Rising seas and structures cause New York City subsidence

New research from the University of Rhode Island and the U.S. Geological Survey has found that New York City is sinking at a rate of 1 to 2 millimeters per year while sea levels rise. The study shows that the pressure from New York City’s massive buildings and skyscrapers is causing the city to be more susceptible to sinking further into the ocean. Some areas in the metropolis were found to be subsiding much faster when scientists modeled the subsidence caused by the pressure that these structures exert on the Earth. Parts of lower Manhattan, Brooklyn, Queens and Long Island all showed signs of subsidence. Sea level rise and increasing storm intensity also contribute to the gradual sinking of land.

The research indicates that increasing construction densification and sea level rise imply increasing inundation hazard. The point of the paper is to raise awareness that every additional high-rise building constructed at coastal, river, or lakefront settings could contribute to future flood risk, and that mitigation strategies may need to be included. The study's researchers say that building mass can be factored into measurements as a cause of subsidence on the Eastern Seaboard of the United States.

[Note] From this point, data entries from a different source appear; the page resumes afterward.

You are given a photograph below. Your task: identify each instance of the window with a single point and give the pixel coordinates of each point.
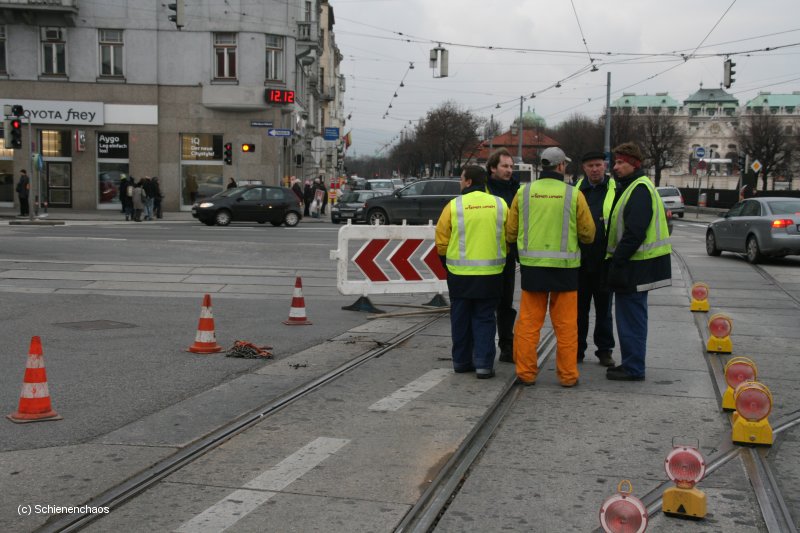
(110, 52)
(54, 51)
(3, 68)
(225, 55)
(274, 55)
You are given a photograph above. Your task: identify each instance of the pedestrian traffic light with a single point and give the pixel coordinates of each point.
(177, 18)
(729, 72)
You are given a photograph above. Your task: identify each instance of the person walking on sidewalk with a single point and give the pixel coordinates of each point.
(548, 217)
(471, 241)
(500, 167)
(23, 192)
(598, 188)
(639, 258)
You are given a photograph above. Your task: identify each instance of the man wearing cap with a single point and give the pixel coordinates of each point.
(500, 167)
(598, 188)
(639, 254)
(471, 241)
(547, 219)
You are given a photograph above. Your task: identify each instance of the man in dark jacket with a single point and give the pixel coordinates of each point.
(598, 188)
(639, 253)
(500, 166)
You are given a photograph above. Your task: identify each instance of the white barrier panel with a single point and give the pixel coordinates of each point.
(392, 260)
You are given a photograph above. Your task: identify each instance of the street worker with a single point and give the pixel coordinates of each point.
(547, 219)
(471, 241)
(500, 166)
(598, 188)
(639, 254)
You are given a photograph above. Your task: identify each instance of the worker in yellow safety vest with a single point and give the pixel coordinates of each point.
(471, 242)
(547, 219)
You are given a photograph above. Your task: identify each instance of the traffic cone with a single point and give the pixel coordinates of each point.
(34, 400)
(297, 314)
(206, 340)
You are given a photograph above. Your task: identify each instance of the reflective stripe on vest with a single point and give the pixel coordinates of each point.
(656, 241)
(568, 254)
(490, 262)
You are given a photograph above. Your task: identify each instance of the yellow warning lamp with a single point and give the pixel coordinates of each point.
(699, 297)
(686, 467)
(719, 329)
(753, 405)
(737, 371)
(623, 512)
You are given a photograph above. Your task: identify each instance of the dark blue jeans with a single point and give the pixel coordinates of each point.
(473, 327)
(631, 315)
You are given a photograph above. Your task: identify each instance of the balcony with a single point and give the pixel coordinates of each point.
(39, 12)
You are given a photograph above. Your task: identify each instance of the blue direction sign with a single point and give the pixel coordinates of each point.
(278, 132)
(330, 134)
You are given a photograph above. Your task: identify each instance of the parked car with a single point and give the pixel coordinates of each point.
(673, 199)
(757, 227)
(251, 203)
(416, 203)
(351, 206)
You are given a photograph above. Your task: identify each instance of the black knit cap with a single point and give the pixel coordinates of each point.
(589, 156)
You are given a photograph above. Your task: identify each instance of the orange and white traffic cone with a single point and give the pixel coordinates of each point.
(34, 401)
(297, 314)
(206, 339)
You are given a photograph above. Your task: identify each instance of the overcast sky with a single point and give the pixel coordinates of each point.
(639, 42)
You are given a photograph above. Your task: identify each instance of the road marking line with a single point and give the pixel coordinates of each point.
(240, 503)
(411, 391)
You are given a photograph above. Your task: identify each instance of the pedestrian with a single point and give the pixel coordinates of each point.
(126, 195)
(547, 219)
(598, 188)
(639, 254)
(308, 197)
(500, 167)
(23, 192)
(471, 242)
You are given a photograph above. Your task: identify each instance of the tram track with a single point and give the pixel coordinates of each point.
(132, 487)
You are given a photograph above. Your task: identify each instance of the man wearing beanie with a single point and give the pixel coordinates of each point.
(639, 258)
(599, 190)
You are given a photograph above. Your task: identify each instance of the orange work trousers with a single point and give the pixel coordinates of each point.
(564, 316)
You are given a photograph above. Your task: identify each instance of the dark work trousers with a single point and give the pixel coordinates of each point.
(631, 315)
(472, 327)
(506, 314)
(590, 287)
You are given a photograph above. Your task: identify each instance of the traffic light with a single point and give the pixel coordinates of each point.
(729, 72)
(177, 18)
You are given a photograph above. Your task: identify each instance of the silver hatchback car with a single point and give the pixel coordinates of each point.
(757, 227)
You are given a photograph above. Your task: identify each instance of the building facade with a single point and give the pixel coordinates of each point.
(116, 89)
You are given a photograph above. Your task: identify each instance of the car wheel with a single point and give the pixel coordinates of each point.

Global sea level projections show "a clear threat to coastal cities," the study states, with an expected increase worldwide of 7.9 to 23.6 inches by 2050. On U.S. coastline, sea levels are projected to rise 10-12 inches, on average, by 2050, according to a 2022 report released by the National Oceanic and Atmospheric Administration. New York is emblematic of growing coastal cities all over the world that are observed to be subsiding, meaning there is a shared global challenge of mitigation against a growing inundation hazard.